Sorry to go on a tirade, but it's just very frustrating.

Comment Re:End of reCAPTCHA? (Score 1) 211

It doesn't work that way. The control word is always already known. The non-control word that you are helping to OCR never factors into your success or failure. For the non-control word, anything will get by, and there has to be consistent consensus before it is considered "solved" for OCR purposes.

Comment Re:Alternate solution (Score 1, Insightful) 348

Really? You mean on the Mac it isn't required to set up an IPhone or IPad that have no business relying on a desktop machine? You mean it isn't required I sync with it just to get Podcasts onto a device that already has internet connectivity? You mean on Mac it doesn't have a proprietary, signed procedure for syncing music to IPhone/IPod Touch/IPad, that makes it completely impossible to develop competing software without breaking the DMCA?

Sure the "ITunes experience" doesn't suck as hard on the Mac as it does on other platforms, but it still sucks. As GP says it's malware, only I would elaborate and say its malware that malicious to an entire industry.

Comment Re:Vicious circle (Score 1) 190

Now that's a load of crap. I won't run Windows at any cost because it's not worth any cost to me. I am more productive in Linux, I enjoy customizing my experience, and I don't like having to run 3 heavyweight scanner software to keep my system free of virus, spyware, and malware. It's a better experience for me, so why should I waste time keeping a Windows install patched and safe?

And for the record, I do happily pay for games that run on Linux, and don't pirate software/music/video like my Windows using friends.

I think UT3 is dead because its not very popular on Windows, so why waste the effort?

Comment Re:Open Source? (Score 3, Informative) 217

The games that promised to go open source from the previous Humble Bundle did follow through. From the humble site:

As of 5/11/10, Aquaria, Gish, Lugaru HD, and Penumbra Overture pledge to go open source.

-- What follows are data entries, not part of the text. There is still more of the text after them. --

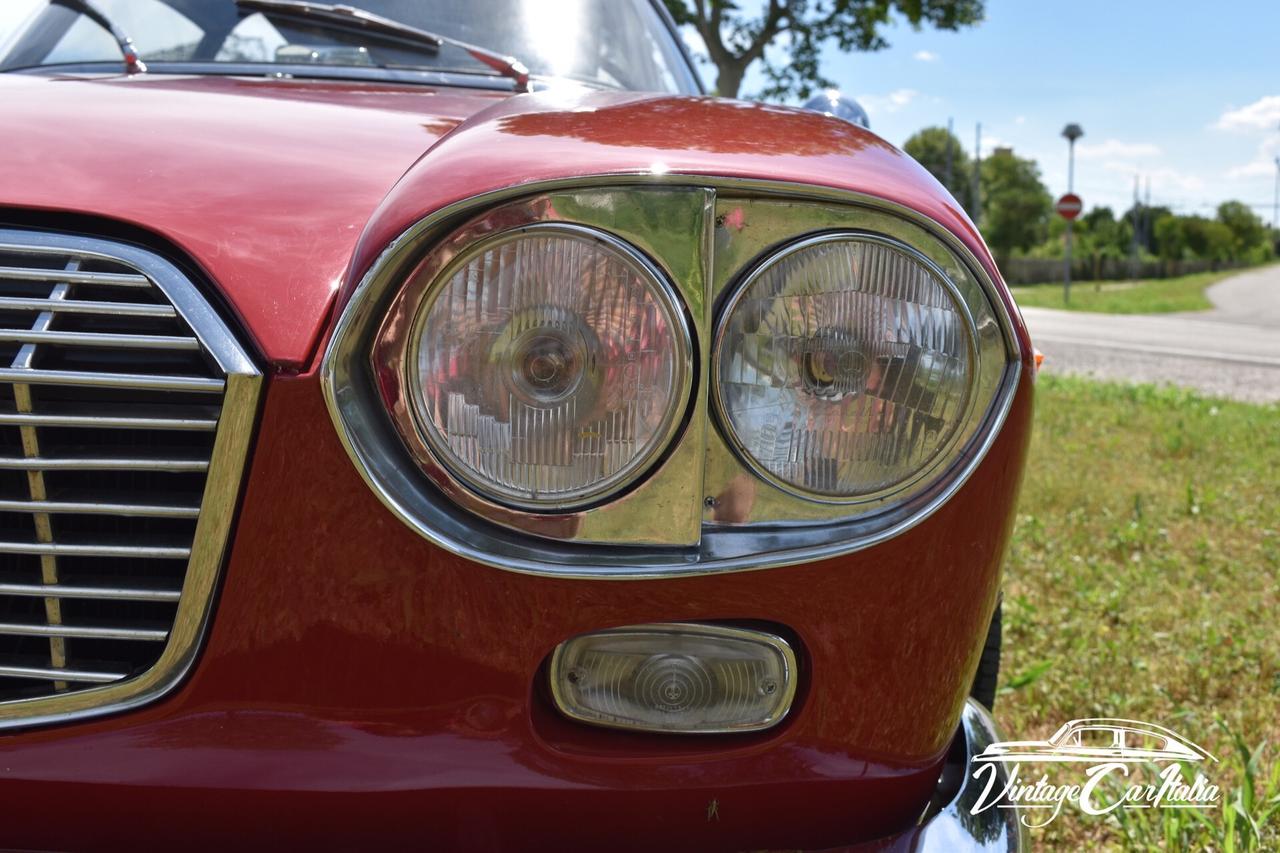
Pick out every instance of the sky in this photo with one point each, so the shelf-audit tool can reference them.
(1185, 95)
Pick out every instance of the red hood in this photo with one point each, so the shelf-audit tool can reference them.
(265, 183)
(279, 187)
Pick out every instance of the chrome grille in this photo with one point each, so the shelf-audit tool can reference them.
(119, 387)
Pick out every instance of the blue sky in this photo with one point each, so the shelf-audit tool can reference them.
(1184, 92)
(1187, 94)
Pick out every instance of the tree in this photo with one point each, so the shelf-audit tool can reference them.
(735, 39)
(1248, 233)
(1015, 205)
(1147, 219)
(929, 147)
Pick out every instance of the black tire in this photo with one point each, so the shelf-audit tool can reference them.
(988, 667)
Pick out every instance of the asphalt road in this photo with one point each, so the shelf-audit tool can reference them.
(1232, 351)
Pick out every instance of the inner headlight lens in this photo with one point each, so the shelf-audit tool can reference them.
(551, 366)
(845, 366)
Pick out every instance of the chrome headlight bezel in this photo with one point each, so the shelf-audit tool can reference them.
(703, 509)
(421, 293)
(967, 299)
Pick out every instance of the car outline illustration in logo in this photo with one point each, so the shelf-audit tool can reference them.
(1100, 739)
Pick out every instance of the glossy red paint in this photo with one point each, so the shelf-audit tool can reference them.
(359, 685)
(361, 688)
(556, 136)
(265, 183)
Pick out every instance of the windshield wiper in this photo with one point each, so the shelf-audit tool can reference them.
(133, 63)
(355, 19)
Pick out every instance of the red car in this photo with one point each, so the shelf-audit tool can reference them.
(442, 425)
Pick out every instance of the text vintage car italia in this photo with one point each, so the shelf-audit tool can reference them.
(411, 446)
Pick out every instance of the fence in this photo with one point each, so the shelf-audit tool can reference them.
(1037, 270)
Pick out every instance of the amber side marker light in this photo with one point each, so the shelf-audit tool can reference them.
(675, 678)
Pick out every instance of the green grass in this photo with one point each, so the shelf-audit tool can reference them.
(1143, 582)
(1147, 296)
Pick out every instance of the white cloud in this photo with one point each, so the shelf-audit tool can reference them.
(1264, 163)
(1162, 181)
(1116, 150)
(891, 103)
(1262, 114)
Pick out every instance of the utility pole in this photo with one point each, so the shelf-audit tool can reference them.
(1072, 132)
(1275, 208)
(1148, 227)
(977, 176)
(1133, 252)
(947, 172)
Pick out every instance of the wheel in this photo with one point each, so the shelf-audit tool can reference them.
(988, 667)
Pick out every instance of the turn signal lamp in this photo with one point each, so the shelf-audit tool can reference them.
(675, 678)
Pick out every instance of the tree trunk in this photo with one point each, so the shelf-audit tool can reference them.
(728, 81)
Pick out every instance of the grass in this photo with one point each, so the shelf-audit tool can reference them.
(1143, 582)
(1146, 296)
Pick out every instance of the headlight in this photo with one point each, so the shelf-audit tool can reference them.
(653, 381)
(548, 366)
(845, 366)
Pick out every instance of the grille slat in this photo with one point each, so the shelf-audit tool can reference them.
(71, 306)
(133, 510)
(108, 422)
(67, 550)
(88, 464)
(110, 593)
(83, 632)
(128, 381)
(100, 340)
(73, 277)
(46, 673)
(109, 413)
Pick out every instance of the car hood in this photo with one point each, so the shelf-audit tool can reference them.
(264, 183)
(283, 190)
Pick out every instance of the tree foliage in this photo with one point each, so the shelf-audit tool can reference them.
(1015, 205)
(929, 147)
(735, 39)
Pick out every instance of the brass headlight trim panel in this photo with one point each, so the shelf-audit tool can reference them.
(704, 235)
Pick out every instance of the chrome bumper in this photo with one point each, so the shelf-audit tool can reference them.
(949, 822)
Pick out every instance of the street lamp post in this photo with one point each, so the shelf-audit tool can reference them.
(1275, 204)
(1072, 132)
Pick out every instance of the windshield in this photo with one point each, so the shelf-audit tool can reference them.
(617, 44)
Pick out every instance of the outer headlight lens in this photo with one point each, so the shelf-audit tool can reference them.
(845, 366)
(551, 365)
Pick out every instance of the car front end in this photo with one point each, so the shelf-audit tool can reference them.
(574, 469)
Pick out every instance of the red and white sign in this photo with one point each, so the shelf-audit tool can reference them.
(1069, 206)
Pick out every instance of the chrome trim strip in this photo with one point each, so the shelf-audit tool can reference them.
(952, 825)
(233, 432)
(718, 551)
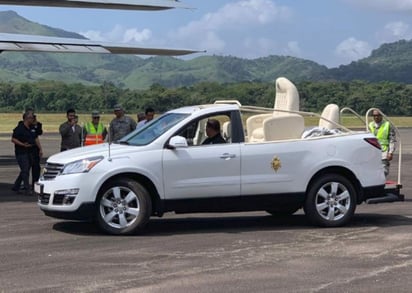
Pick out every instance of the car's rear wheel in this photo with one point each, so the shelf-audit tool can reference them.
(123, 207)
(331, 201)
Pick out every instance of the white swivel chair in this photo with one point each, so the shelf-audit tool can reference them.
(266, 127)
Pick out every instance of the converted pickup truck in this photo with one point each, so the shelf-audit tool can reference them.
(273, 160)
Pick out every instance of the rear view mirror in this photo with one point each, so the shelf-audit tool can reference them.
(177, 142)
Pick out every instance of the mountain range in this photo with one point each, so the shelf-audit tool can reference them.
(389, 62)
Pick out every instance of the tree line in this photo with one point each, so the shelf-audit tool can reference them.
(51, 96)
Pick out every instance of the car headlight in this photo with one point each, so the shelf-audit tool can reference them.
(81, 166)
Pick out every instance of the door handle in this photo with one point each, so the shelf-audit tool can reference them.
(227, 156)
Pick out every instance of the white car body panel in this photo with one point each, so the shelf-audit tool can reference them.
(202, 171)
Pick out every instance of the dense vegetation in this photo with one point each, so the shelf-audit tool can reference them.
(49, 96)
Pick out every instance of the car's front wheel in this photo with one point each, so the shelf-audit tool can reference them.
(331, 201)
(123, 207)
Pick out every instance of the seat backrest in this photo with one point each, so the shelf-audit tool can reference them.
(331, 113)
(287, 96)
(289, 126)
(227, 131)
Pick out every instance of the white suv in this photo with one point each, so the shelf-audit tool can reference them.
(164, 167)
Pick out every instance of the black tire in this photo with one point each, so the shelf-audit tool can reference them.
(283, 212)
(123, 207)
(331, 201)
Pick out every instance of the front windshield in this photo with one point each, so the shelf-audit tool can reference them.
(149, 132)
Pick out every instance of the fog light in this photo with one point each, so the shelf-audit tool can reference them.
(68, 200)
(65, 196)
(73, 192)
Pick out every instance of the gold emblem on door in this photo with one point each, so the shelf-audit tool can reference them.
(276, 164)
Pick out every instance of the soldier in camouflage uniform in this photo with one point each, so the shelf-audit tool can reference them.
(121, 124)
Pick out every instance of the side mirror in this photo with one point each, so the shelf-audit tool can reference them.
(177, 142)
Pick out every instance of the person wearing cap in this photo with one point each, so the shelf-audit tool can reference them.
(386, 135)
(94, 132)
(213, 132)
(70, 132)
(120, 125)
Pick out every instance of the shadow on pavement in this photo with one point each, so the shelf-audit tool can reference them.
(236, 224)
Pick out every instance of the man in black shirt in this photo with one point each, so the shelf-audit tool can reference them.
(24, 141)
(213, 132)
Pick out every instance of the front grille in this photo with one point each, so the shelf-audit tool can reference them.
(58, 199)
(51, 170)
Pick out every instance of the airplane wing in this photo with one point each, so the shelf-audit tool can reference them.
(104, 4)
(33, 43)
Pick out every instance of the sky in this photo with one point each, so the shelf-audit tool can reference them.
(329, 32)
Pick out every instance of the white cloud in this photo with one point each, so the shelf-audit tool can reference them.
(394, 31)
(120, 34)
(352, 49)
(226, 28)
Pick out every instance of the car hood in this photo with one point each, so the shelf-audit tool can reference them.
(92, 151)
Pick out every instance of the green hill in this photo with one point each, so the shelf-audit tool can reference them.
(390, 62)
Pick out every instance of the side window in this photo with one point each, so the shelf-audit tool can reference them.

Announcements and source code links:
Aquaria goes open source.
Lugara goes open source.
Gish goes open source.
Penumbra goes open source.

Comment Re:Maybe (Score 1) 416

Really? I hear this Android fragmentation concern all the time, and I wonder if those expelling this opinion were actually around for the last 30 years. For the entire history of PC computing, software makers routinely came out with brand new software that required the very latest cutting edge hardware. At first you had color games when people had only B&W. Then software required more than the 640k of memory most computers had. Then 16 color graphics when people only had 4-color monitors. Then new video cards came out frequently, and you either had the latest or you were getting 5 frames per second. Computers went from 16 bit to 32 bit, and this impacted all software. Operating systems began allowing you to run more than one app at a time, as long as you had hardware sufficient to support it. I could go on all day.

But the main take away is, it has worked out pretty well for PCs.

The good news is, most entire smartphones cost between USD $0 and $200. Which is much less than the cost of a single video card was ten years ago, when I was changing mine out annually.

If you want your software to run across a variety of hardware, it's going to take work. That's just life in software development. But let's stop assuming that everything written for Android absolutely must work on all phones. The Android market lets you control what devices your app is available to. Which by itself gives you the ability to avoid incompatibility issues in ways we could never dream of with PCs.